On the shore a short distance away, a row-boat was hidden. Roger and Paul, carrying the tackle box with the money, would hustle down to it and spend two or three hours fishing before returning on foot to the cabin, hiding the tackle box in the woods near it.
Raul had little doubt that they could get this far, if all went smoothly at the bank. Charles Peronel would be the only officer on duty in the village, and he would be lethargic after the hectic weekend, and as full of wine as Raul could possibly manage to get into him.
When Peronel heard of the holdup, he would immediately notify authorities down the road each way, the roadblocks would be set up long before a car could get that far.
When the roadblocks failed to net the robbers, disbelief would spread. Planes would fly over as much of the territory as possible, and men on foot would comb the mountainsides on the theory that the robbers had abandoned their car and taken off on foot.
When that failed, the third step would follow naturally. Everyone in the area would be questioned. But there would still be hundreds of vacationers in scattered cabins on the mountain. Roger, Gaby and Lamar would be but three out of those hundreds; there would be little reason to suspect them over any of the others, no reason for more than a cursory search of the cabin and grounds, if that.
All they had to do was wait for a few days. Soon it would be the consensus of opinion that somehow, impossible as it would seem, the robbers had slipped away. Then the trio could leave without being searched. Raul would already have gone, and would be waiting for them in the Paris hideout.

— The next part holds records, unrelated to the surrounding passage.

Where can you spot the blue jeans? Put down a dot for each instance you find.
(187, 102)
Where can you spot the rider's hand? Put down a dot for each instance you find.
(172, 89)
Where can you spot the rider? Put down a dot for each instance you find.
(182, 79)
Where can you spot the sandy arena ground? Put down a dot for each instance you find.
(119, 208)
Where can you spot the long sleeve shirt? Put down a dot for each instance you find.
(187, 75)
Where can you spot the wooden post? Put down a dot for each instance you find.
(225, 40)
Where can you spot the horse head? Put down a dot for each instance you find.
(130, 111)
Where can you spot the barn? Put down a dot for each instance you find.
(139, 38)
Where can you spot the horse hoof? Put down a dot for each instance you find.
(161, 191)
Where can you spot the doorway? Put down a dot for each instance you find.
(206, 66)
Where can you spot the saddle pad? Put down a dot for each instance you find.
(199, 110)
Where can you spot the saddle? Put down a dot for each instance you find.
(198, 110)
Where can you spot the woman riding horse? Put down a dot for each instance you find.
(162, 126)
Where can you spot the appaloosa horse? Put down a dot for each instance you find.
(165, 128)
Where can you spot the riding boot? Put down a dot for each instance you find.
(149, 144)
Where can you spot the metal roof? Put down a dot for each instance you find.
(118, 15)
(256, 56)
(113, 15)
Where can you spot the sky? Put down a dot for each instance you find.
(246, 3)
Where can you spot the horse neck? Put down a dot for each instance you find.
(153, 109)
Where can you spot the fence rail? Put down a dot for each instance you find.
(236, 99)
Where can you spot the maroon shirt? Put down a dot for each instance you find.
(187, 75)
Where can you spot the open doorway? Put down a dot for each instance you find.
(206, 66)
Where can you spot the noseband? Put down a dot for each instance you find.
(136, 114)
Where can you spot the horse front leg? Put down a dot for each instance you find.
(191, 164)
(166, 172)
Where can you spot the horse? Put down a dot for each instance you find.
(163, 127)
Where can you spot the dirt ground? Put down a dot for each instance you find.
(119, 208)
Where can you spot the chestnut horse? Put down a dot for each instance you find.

It would work. There was no reason in the world why it shouldn't. It was, as Roger had said, the perfect crime, and one that would be talked about for years to come.
Why, then, had he suddenly lost his taste for it?
He felt a sudden urge to see Gaby and Roger just once more before they pulled the job. Actually, it was probably a desire to fuck Gaby, to be naked with her, his long, throbbing cock buried to his balls inside her boiling cunt, her big titties flattened beneath his chest as his creamy come spurted up her wanting hole.
The wild stud habits of the last five years still prodded his vigorous shaft and balls. Sometimes it seemed the more women he had, the more cunt he craved. And Gaby was always sensational in bed...
However, it would be foolish to risk it now. It was too close to D-day for their takeover of the bank. Besides, he knew he had his choice for desirable broads for the long weekend. There was Denise if he got desperate, and Yvette, he knew, would be delighted to take a soapy bath with him, if he would soap up her cunny with a lather of hot semen.